さらに、コンデンサ54bよりも大きな10μFのコンデンサをコンデンサ54bとしてスイッチ54dを直列に接続してこの直列回路を演算増幅器54aの反転入力端子と出力端子との間に接続する。この構成の電流電圧変換回路54では、1mAまでの電流Iについてはスイッチ54dだけをオン状態にすることでコンデンサ54bを積分用コンデンサとして使用し、1mAを超え5mAまでの電流Iについてはスイッチ54dだけをオン状態にすることでコンデンサ54bを積分用コンデンサとして使用し、5mAを超え10mAまでの電流Iについてはスイッチ54dだけをオン状態にすることでコンデンサ54bを積分用コンデンサとして使用する。この場合、電流値Iが10mAのときの電圧Voの最大絶対電圧値は2.2Vとなって、上記の動作電圧の範囲内であることから、10mAまでの電流値Iを測定することが可能となる(第3レンジ。図7参照)。
特開2013−29466号公報(第3−4頁、第3−4図)
ところが、この電流電圧変換回路54では、積分用コンデンサとして所定の条件を満たしたコンデンサ(例えば、充電電圧Vcをゼロボルトに戻す(リセットする)必要があることから、誘電吸収特性が優れているという条件を満たしたコンデンサ。例えば、テフロン(登録商標)系のコンデンサ、ポリスチレン系のコンデンサ、ポリプロピレン系のコンデンサなど)を使用する必要があるが、この種のコンデンサには大きな容量値のものが少ないことから、さらに大きな電流値Iの電流Iを電圧Voに変換しようとしても、演算増幅器54aの動作電圧に制限されて、変換ができないという解決すべき課題が存在している。例えば、図7に示すように、50mAまでの電流値Iを測定する第4レンジを測定レンジに追加しようとしたとしても、上記の条件を満たすコンデンサの容量値が最大で22μF程度であったときには、このコンデンサを積分用コンデンサに使用したときの電流値Iが50mAでの電圧Voの最大絶対電圧値は5.0Vとなって上記の動作電圧の範囲を超えるため、50mAの電流値Iを電圧Voに変換することができない。
この場合、コンデンサを複数個、並列接続して積分用コンデンサとする構成も採用し得るが、基板上での実装面積の増加を考慮すると、並列接続する個数に限界があるため、電圧Voに変換し得る電流値Iを若干増やすことができるものの、上記の課題を十分に解決することは難しい。
本発明は、かかる課題に鑑みてなされたものであり、積分用コンデンサの容量値に上限がある状況下においても、大きな電流値の電流を予め規定された経過時間での積分動作によって電圧に変換し得る積分型の電流電圧変換回路を提供することを主目的とする。また、この電流電圧変換回路を有する電流測定装置、およびこの電流測定装置を有する抵抗測定装置を提供することを他の主目的とする。

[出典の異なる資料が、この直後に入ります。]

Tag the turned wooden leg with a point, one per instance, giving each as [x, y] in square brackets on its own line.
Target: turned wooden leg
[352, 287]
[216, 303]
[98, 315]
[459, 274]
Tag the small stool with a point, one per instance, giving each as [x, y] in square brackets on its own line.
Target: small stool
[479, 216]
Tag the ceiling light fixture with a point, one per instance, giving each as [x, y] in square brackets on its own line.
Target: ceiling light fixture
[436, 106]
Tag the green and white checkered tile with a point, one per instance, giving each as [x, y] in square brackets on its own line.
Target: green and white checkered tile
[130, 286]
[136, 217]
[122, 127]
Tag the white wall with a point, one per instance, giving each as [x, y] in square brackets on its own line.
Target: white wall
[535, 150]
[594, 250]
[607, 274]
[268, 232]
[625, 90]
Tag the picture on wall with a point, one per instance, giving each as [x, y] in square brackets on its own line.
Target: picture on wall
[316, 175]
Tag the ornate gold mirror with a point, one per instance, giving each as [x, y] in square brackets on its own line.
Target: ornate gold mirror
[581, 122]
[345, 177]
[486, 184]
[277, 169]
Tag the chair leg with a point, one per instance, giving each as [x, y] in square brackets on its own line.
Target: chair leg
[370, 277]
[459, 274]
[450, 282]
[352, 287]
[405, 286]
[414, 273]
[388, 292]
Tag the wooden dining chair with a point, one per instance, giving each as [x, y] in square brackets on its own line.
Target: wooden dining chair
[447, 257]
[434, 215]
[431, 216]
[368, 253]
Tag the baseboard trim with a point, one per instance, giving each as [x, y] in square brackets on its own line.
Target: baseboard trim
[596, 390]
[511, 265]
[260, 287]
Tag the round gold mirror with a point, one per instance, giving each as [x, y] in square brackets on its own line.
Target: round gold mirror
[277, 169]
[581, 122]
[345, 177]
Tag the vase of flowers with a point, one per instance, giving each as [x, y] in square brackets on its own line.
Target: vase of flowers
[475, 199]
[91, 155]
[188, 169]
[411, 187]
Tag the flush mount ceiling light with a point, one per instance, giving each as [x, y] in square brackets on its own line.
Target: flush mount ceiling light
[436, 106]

上記目的を達成すべく請求項1記載の電流電圧変換回路は、非反転入力端子が基準電位に規定され、かつ反転入力端子と出力端子との間に積分用コンデンサを含む帰還回路が接続された演算増幅器を有して構成されて、前記反転入力端子に供給される検出電流を、当該検出電流で充電される前記積分用コンデンサの充電電圧に応じて前記基準電位を基準とする電圧として現れる検出電圧に変換して前記出力端子から出力する積分型の電流電圧変換回路であって、前記帰還回路は、複数のコンデンサと、複数の測定レンジのうちから選択された任意の1つの測定レンジに対応する前記複数のコンデンサのうちの1つまたは2つ以上のコンデンサを前記積分用コンデンサとして前記出力端子と前記反転入力端子との間に接続するスイッチ部とを有し、前記演算増幅器用の動作電圧を電圧値を変更して出力可能な電圧可変電源と、前記測定レンジに対応する前記1つまたは2つ以上のコンデンサ、および当該測定レンジに対応する前記電圧値の組み合わせが、前記複数の測定レンジに関連付けられて記憶された記憶部と、制御部とを備え、前記制御部は、前記複数の測定レンジのうちから任意の1つの測定レンジが選択されたときに、当該選択された測定レンジに対応する前記1つまたは2つ以上のコンデンサおよび前記電圧値の組み合わせを前記記憶部から読み出すと共に、当該読み出した1つまたは2つ以上のコンデンサを前記積分用コンデンサとして前記出力端子と前記反転入力端子との間に接続させるレンジ切替制御を前記スイッチ部に対して実行し、かつ前記動作電圧を当該読み出した電圧値に変更して出力させる電圧切替制御を前記電圧可変電源に対して実行する。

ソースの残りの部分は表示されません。